Some restaurants are catering to Americans’ appetites for big portions and new adventures.

Whether people are dining in the dark, munching while suspended in the air, or stuffing their faces to compete for glory and free food, eateries from coast to coast are seeking to create thrilling dining experiences for folks looking for something a little different — and willing to pay for it, of course.

As the economy slowly recovers, total restaurant sales are expected to reach a record high of $632 billion in 2012, according to a study by the National Restaurant Association, a trade group.

To stand out, some restaurants push one-of-a-kind menus and experiences:

  • In Las Vegas, there’s the Heart Attack Grill, which serves the 9,982-calorie “quadruple bypass burger.” This set a Guinness World Record for the highest-calorie burger.
  • Sin City also offers Dinner in the Sky, where 22 diners are strapped to leather seats and suspended 180 feet in the air.
  • Darkness abounds at Opaque in New York, Los Angeles, San Diego, Dallas and San Francisco, where diners rely on their senses of taste, smell, touch and hearing in a pitch-black setting.

These places aren’t getting cases of insurance indigestion, though. Business insurance riders, which provide extra protection beyond standard coverage, aren’t required for restaurants that serve up unique dining environments and menus, insurance agents and restaurant owners say.

Jon Basso, owner of Heart Attack Grill, says his restaurant’s insurance is “just normal, run-of-the-mill coverage.”

However, many restaurant owners wind up buying insurance riders to give them some piece of mind.

Being different can be costly

A restaurant may require a customer to sign a waiver before participating in an eating challenge or stepping into the darkness. Despite a waiver, if a restaurant’s setting or menu presents a greater risk to diners, the owners could have a more difficult time finding affordable coverage, says Mark Dyleski, a producer with AI Insurance Group in Georgia, whose clients range from fast-food restaurants to fine dining establishments. In some cases, an insurer may not be comfortable with the risks and choose not to offer coverage.

Bobby Lee is co-owner of the Big Texan Steak Ranch, an Amarillo, Texas, institution founded in 1960 that offers a 72-ounce steak challenge eat the steak within an hour and it’s free). Lee says insurance never has been a problem for the family-owned eatery.

“In 52 years of doing that crazy contest, we have never had additional riders,” he says.

He adds that “sometimes we throw a pretty good curve” at insurers. In 1996, for example, the Big Texan put a live rattlesnake on display at the restaurant. Lee says the eatery had to go through a few extra steps, including having a representative for the insurer inspect the cage and providing a copy of the permit to have the snake on its premises.

Representatives for an insurer also may visit an eatery to recommend changes to reduce risks, Dyleski says. Those adjustments could include installing lights along stairways at restaurants with low lighting levels.

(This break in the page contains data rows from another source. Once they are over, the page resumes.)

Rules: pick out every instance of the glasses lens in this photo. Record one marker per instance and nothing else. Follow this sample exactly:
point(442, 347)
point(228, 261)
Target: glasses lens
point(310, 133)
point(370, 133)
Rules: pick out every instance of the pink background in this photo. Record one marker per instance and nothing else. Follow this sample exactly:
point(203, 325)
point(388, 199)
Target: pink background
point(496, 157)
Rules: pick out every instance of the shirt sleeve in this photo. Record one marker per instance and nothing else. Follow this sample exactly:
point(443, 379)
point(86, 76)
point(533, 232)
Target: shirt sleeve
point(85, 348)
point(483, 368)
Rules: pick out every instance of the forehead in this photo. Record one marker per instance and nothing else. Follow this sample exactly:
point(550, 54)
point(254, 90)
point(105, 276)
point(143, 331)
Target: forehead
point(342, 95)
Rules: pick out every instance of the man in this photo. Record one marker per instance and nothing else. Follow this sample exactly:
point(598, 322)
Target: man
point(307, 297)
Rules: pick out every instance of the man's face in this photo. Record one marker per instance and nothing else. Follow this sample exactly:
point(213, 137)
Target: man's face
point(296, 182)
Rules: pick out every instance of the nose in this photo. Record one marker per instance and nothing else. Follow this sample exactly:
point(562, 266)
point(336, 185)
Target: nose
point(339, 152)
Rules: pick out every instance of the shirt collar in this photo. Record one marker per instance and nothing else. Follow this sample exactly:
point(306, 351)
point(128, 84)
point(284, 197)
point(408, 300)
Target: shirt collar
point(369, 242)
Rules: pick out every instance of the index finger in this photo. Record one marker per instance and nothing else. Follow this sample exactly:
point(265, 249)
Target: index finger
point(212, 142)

Neither Lee nor Basso, owner of Heart Attack Grill, would disclose how much insurance he carries or how much he’s paying for it. But Dyleski says restaurants with unique features likely pay more than traditional restaurants because insurers anticipate they’ll rack up more claims.

For example, drive-in restaurant Sonic, which has more than 3,500 locations, can be deemed more of a risk to insure because of its roller-skating carhops. When Dyleski has worked with Sonic, he has sent requests for insurance quotes to 20 insurers and received only two quotes back. USA Today reported in 2010 that the insurance premium to cover skaters is $20,000 for each Sonic location.

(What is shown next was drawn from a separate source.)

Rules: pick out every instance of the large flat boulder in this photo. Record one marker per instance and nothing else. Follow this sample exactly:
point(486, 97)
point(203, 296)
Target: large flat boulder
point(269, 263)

“You can find coverage for anything, but) are you willing to pay for it?” Dyleski says.

Insurance protects against damage, falls, sickness

The cost of insurance eats into a restaurant’s profit, whether the eatery has an unusual feature or not.

A typical insurance policy for restaurant owners includes property insurance and general liability coverage. Insurers such as Nationwide and Farmers sell restaurant policies. Representatives of those companies could be reached for comment.

Property insurance

What it covers: The building, equipment and inventory such as food, chairs and tables). In the event of a fire or other damage, property insurance will cover the replacement cost of items and the cost to rebuild the restaurant.

Coverage amounts: Depends on the type of property and its contents. Some may have $50,000 worth of coverage, while others may have $2 million, Dyleski says. For example, a typical Wendy’s may have $700,000 in insurance for its building and $250,000 for the contents.

General liability

What it covers: Coverage applies if the restaurant, its food or its employees cause bodily injury to customers or damage customers’ property. Falls and sickness are the most common scenarios that can lead to claims or lawsuits.

Coverage amounts: Most policies cover up to $1 million per occurrence, Dyleski says. The insurer usually determines the premium based on the restaurant’s sales. If restaurants serve alcohol, they can add a general liability endorsement to cover liquor liability, in case someone is served alcohol, gets drunk, leaves the establishment and gets into a wreck. Liquor liability usually covers up to $1 million per occurrence.

If a restaurant owner is concerned that the basic coverage limits aren’t sufficient, he can buy an “umbrella” policy, which will kick in after the basic limits are exhausted.

Restaurant owners also can pay extra for optional coverage, such as food containment coverage, business auto coverage if employees drive on the job) and equipment replacement coverage for items such as computers, which aren’t included in property insurance). Worker’s compensation coverage also may be needed if it’s required by law.